Measure more than spending to get Europe power balance

In the shifting world of geopolitics and superpower relations, one question predominates: Which military alliance is stronger in Central Europe - NATO or the Warsaw Pact?

Two recent bits of significant but generally overlooked news illustrate the importance of this growing debate over balance of power. These are the latest United States intelligence estimates of Soviet military growth, and a new proposal by the Soviet Union to reduce both sides' conventional forces in Europe.

At mutual and balanced force reductions (MBFR) talks in Vienna, Warsaw Pact negotiators several days ago proposed new means to monitor and guarantee troop reductions. It was the first movement at these longstanding efforts in nearly a year. While NATO and US officials say important differences between the two sides remain, the new proposal is being closely studied by the West.

''It appears to be a move of interest and some substance,'' said one diplomat who has been close to the Vienna talks since their beginning 10 years ago.

At about the same time, the most recent information by the US Central Intelligence Agency (CIA) and Defense Intelligence Agency (DIA) on Soviet military spending was released here. This shows that the Soviet Union has been continuing its military buildup at a steady rate of 4 percent a year. Earlier this year, there seemed to be some difference of opinion between CIA and DIA analysts over whether the figure was this high. But this apparently has been resolved, at least among US government Moscow-watchers.

Such issues are crucial to efforts aimed at reducing the potential for conflict in Europe. But wide disparity of opinion remains over how assessments of military strength are made and how they should be used. Among the issues that are of increasing importance: quality of weapons and forces, size of arsenals (the so-called bean count), relative military spending, and strategies for using such forces or defending against their use.

''The US is producing the best equipment in the world,'' said Deputy Defense Secretary Paul Thayer this week. When asked by a congressional panel whether he would trade forces with the Soviet Union, the chairman of the US Joint Chiefs of Staff, Gen. John Vessey, emphatically replied, ''Not on your life.''

A recent report sponsored by the Center for Strategic and International Studies at Georgetown University noted that much Soviet weaponry ''tends to be inferior in quality and performance to the high-technology systems produced by the United States.''

There is more general agreement, however, that Eastern-bloc military equipment is catching up in sophistication. And there is little doubt that the Warsaw Pact generally fields many more tanks, artillery pieces, and other weaponry than the West. This point is emphasized by the Reagan administration and the Pentagon in seeking newer and more numerous weapons.

On the question of relative military spending, President Reagan often has noted that the Soviets outspent the US by $300 billion to $400 billion during the 1970s. But when allied contributions are added, the picture changes.

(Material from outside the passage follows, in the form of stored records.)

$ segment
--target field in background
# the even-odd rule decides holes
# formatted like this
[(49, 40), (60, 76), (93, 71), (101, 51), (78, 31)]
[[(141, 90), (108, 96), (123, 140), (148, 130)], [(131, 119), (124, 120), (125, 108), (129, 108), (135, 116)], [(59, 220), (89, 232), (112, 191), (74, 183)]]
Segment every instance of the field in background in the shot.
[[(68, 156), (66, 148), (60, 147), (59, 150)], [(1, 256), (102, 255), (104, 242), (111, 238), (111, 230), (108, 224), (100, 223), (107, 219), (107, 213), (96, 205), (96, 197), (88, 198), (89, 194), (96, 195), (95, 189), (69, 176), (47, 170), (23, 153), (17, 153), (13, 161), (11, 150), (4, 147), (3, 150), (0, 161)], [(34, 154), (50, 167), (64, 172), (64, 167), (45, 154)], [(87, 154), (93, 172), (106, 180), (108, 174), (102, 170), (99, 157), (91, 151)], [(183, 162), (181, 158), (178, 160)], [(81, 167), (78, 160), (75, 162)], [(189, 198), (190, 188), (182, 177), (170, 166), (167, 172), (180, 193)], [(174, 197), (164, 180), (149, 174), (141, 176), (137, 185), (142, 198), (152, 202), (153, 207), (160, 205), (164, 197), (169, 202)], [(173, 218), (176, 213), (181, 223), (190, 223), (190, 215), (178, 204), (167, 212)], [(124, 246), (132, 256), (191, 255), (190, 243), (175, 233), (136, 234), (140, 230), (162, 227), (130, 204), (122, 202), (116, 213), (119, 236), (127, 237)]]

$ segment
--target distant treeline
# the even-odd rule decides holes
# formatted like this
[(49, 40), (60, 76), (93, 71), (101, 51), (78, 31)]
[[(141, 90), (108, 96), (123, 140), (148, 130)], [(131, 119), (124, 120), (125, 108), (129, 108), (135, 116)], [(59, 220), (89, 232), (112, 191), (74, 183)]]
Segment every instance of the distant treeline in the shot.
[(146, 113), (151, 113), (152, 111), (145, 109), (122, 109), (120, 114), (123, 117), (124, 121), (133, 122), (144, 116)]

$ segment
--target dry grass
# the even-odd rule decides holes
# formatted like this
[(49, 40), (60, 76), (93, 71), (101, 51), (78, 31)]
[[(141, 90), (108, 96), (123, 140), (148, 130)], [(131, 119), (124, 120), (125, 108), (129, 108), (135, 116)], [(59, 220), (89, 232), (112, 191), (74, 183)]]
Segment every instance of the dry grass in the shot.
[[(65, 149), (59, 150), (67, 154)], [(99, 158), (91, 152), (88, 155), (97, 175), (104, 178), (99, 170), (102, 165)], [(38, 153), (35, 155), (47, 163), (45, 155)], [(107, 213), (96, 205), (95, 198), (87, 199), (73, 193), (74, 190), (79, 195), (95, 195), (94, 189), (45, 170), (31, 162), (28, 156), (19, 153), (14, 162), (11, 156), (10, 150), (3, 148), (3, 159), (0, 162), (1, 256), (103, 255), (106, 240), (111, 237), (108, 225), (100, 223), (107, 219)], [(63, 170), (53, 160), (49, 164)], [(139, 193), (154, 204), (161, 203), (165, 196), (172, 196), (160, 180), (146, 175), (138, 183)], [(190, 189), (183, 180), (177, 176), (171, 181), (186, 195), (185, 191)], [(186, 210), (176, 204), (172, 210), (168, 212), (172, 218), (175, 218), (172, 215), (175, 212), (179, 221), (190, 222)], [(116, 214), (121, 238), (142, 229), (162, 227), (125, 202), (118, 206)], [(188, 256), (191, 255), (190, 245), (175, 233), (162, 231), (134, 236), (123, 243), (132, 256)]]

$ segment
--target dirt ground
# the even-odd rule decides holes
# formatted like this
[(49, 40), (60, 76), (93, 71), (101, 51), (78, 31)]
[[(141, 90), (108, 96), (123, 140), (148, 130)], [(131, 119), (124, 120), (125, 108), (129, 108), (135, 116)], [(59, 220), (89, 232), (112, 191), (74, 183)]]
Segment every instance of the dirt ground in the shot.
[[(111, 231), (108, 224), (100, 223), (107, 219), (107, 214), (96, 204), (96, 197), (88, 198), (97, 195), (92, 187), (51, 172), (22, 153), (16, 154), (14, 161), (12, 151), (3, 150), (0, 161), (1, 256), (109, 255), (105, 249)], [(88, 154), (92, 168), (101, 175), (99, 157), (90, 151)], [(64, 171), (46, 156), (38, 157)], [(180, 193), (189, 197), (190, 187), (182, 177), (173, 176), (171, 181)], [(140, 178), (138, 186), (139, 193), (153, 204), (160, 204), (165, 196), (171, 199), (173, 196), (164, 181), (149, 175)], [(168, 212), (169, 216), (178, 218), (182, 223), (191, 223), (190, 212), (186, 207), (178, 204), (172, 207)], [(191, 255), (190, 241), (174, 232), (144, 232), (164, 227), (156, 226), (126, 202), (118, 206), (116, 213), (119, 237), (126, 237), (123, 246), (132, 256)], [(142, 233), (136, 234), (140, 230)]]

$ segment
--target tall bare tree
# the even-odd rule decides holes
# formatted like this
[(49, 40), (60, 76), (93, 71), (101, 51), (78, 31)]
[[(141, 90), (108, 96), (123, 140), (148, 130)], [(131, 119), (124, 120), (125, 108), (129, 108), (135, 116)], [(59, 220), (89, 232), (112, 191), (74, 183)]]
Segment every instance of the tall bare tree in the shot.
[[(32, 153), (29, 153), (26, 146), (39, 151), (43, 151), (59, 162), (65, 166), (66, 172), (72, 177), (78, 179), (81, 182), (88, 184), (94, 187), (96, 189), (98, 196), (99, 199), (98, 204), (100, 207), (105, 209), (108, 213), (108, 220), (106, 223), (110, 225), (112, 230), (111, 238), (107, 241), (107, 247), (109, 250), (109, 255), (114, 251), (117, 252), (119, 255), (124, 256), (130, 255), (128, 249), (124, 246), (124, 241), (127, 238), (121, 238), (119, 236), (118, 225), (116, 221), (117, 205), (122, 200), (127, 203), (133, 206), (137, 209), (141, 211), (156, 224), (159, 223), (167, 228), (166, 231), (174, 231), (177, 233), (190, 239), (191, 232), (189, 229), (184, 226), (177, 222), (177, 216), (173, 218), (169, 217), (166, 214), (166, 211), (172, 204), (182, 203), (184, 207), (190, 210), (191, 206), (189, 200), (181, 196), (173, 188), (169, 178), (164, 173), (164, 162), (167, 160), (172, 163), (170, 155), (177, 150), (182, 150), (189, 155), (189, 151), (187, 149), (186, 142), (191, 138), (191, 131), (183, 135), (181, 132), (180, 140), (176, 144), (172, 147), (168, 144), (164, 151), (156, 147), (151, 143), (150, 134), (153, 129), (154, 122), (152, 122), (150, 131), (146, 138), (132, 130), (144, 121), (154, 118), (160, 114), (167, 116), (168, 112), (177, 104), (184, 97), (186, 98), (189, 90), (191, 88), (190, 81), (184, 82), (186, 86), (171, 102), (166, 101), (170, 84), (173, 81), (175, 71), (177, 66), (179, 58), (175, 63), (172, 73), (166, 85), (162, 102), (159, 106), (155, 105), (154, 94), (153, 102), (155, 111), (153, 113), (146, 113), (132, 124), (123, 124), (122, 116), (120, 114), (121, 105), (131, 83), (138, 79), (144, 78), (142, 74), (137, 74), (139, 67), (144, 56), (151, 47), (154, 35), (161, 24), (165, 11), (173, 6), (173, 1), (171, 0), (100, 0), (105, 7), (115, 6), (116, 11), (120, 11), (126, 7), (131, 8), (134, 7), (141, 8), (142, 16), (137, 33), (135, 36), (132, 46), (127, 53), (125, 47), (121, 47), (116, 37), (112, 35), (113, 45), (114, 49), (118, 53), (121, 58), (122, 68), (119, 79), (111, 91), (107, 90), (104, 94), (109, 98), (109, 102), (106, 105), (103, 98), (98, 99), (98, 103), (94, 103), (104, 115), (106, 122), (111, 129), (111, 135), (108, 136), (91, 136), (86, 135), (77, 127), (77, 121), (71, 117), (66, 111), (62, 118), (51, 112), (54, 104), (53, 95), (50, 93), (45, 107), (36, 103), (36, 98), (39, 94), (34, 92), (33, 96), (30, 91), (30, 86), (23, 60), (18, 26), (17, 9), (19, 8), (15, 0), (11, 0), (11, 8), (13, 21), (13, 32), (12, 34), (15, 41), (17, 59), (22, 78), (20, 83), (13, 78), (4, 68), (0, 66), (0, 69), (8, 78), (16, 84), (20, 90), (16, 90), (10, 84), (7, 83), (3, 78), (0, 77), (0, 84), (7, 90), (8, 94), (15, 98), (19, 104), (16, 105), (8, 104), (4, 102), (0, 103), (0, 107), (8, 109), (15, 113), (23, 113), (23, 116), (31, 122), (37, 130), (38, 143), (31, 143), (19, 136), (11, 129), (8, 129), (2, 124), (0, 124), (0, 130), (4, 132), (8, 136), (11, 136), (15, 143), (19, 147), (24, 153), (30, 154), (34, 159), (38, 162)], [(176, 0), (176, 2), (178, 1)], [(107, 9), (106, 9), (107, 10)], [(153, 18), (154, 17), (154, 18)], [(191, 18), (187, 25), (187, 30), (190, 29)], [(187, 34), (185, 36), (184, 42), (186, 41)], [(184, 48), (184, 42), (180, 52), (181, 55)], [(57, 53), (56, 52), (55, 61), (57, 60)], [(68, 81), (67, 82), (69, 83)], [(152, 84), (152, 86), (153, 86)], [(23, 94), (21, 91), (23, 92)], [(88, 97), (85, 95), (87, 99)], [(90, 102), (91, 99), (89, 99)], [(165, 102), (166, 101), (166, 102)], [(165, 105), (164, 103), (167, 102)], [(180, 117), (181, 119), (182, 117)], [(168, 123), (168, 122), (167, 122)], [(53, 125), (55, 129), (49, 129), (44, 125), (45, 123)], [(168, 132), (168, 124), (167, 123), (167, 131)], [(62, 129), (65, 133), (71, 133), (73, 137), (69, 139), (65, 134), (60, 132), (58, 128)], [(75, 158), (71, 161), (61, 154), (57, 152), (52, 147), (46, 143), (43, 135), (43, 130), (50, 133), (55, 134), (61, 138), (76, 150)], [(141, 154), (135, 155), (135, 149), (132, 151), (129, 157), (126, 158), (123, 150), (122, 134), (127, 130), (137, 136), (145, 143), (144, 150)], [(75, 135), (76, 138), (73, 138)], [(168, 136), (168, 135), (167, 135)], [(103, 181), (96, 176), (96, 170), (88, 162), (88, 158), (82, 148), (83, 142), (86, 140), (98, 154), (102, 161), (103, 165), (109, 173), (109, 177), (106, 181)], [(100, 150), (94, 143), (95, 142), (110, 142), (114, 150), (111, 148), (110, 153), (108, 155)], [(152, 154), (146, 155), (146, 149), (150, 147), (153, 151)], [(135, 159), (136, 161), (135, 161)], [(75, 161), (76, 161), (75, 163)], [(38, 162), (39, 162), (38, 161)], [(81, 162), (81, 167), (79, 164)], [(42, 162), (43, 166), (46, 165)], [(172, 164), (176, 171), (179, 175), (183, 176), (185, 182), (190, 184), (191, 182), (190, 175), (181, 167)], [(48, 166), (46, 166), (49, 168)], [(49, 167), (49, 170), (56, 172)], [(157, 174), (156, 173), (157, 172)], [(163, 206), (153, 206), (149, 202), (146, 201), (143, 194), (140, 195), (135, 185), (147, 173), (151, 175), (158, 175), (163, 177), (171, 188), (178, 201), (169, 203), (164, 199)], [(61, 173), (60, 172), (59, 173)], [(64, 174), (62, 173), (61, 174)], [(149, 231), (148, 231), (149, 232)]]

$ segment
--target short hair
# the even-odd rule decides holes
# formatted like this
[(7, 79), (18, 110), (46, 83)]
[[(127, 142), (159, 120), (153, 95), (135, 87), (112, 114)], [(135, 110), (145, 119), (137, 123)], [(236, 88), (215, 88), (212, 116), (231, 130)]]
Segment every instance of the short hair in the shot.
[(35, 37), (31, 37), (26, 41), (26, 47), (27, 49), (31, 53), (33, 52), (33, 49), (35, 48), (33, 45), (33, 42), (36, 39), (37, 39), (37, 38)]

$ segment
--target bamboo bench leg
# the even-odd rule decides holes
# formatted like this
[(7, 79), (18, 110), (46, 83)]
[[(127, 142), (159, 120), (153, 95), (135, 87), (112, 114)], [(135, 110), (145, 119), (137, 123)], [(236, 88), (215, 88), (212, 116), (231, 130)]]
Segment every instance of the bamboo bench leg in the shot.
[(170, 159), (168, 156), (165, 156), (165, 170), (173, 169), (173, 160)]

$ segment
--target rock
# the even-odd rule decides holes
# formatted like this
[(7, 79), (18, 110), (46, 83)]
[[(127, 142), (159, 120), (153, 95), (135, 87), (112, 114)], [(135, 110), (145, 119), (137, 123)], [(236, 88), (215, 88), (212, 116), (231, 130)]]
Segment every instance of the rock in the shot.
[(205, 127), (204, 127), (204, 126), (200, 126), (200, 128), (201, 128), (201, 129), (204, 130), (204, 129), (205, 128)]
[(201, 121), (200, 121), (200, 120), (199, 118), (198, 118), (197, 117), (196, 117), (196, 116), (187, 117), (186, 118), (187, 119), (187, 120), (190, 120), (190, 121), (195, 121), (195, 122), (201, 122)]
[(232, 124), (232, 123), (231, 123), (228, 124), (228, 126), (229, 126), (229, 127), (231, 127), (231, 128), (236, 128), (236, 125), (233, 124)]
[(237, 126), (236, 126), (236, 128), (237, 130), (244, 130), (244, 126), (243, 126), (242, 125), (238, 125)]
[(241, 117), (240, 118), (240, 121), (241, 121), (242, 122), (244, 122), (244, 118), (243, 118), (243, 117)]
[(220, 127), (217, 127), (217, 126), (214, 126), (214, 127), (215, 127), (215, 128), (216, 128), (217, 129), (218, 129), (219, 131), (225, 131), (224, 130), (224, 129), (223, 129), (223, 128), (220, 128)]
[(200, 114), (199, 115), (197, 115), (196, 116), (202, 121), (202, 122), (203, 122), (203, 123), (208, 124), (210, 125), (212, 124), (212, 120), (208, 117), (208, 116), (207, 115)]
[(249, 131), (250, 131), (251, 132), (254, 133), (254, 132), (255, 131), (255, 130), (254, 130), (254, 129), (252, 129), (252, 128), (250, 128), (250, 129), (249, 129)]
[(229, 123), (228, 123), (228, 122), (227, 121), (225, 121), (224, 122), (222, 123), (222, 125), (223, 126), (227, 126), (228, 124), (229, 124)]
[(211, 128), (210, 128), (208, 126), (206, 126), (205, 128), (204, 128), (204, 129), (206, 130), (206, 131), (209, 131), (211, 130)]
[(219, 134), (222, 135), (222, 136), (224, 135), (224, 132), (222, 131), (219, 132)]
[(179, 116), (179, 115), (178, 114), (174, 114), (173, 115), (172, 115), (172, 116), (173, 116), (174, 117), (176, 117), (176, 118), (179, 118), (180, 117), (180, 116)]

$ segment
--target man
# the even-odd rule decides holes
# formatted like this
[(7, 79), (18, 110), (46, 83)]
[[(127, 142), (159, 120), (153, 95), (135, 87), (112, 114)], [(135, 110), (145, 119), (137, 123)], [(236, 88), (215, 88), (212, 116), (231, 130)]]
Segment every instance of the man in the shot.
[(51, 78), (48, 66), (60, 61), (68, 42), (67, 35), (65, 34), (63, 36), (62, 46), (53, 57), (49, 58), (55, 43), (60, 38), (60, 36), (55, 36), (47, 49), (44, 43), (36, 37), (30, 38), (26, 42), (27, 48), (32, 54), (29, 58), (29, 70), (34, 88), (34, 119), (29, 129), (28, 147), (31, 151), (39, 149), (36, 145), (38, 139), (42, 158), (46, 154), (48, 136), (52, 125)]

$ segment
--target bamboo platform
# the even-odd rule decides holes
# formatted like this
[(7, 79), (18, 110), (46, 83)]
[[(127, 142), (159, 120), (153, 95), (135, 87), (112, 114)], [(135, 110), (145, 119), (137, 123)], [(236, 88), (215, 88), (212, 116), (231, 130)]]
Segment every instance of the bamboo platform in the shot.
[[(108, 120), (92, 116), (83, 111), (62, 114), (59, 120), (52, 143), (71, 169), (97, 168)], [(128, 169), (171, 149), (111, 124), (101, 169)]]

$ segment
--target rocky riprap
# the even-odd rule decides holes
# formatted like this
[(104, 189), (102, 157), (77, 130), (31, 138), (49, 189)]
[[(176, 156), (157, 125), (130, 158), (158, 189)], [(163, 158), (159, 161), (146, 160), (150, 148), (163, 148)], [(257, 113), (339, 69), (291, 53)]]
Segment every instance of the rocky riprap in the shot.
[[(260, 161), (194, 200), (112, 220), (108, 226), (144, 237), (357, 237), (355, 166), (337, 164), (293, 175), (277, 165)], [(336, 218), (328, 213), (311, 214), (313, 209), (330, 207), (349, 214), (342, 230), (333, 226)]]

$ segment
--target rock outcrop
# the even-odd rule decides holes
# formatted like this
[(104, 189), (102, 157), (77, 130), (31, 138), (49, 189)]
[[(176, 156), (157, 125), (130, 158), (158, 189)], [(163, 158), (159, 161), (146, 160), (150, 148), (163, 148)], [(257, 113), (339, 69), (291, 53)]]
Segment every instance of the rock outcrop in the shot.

Tufts University Prof. Franklyn Holzman, who has done much research in this area, says the NATO-Warsaw Pact military spending balance for that period favors the West by $230 billion, or $480 billion if Soviet forces deployed against China are subtracted.

John Mearsheimer, a University of Chicago professor and author of the new book ''Conventional Deterrence,'' notes that the Soviet Union ''has terrible problems in being able to rely on (its) allies.'' At a seminar at the Roosevelt Center for American Policy Studies this week, he also said, ''We score much higher on operational readiness and training, which don't show up on the bean count.''

Other subjective judgments (such as the ratio of forces needed to successfully defend against a conventional attack) are part of the challenge faced by the West at the talks on conventional force levels. These talks have been going on in Vienna since 1973.

The major sticking points have been: how many troops the Warsaw Pact now has deployed; and how to verify any eventual reduction by both sides.

The general goal is to reduce both sides to about 700,000 ground troops. But until existing levels are settled, this is hard to do. NATO negotiators say the Warsaw Pact has 960,000 troops in the region, compared with the 800,000 claimed by Eastern-bloc representatives; pact officials say the West has more civilians in military jobs than does the East.

In its latest offer, the Warsaw Pact agrees to certain important verification measures, including monitors for troop withdrawals, permanent observation posts at entry and exit points, and possible on-site inspections.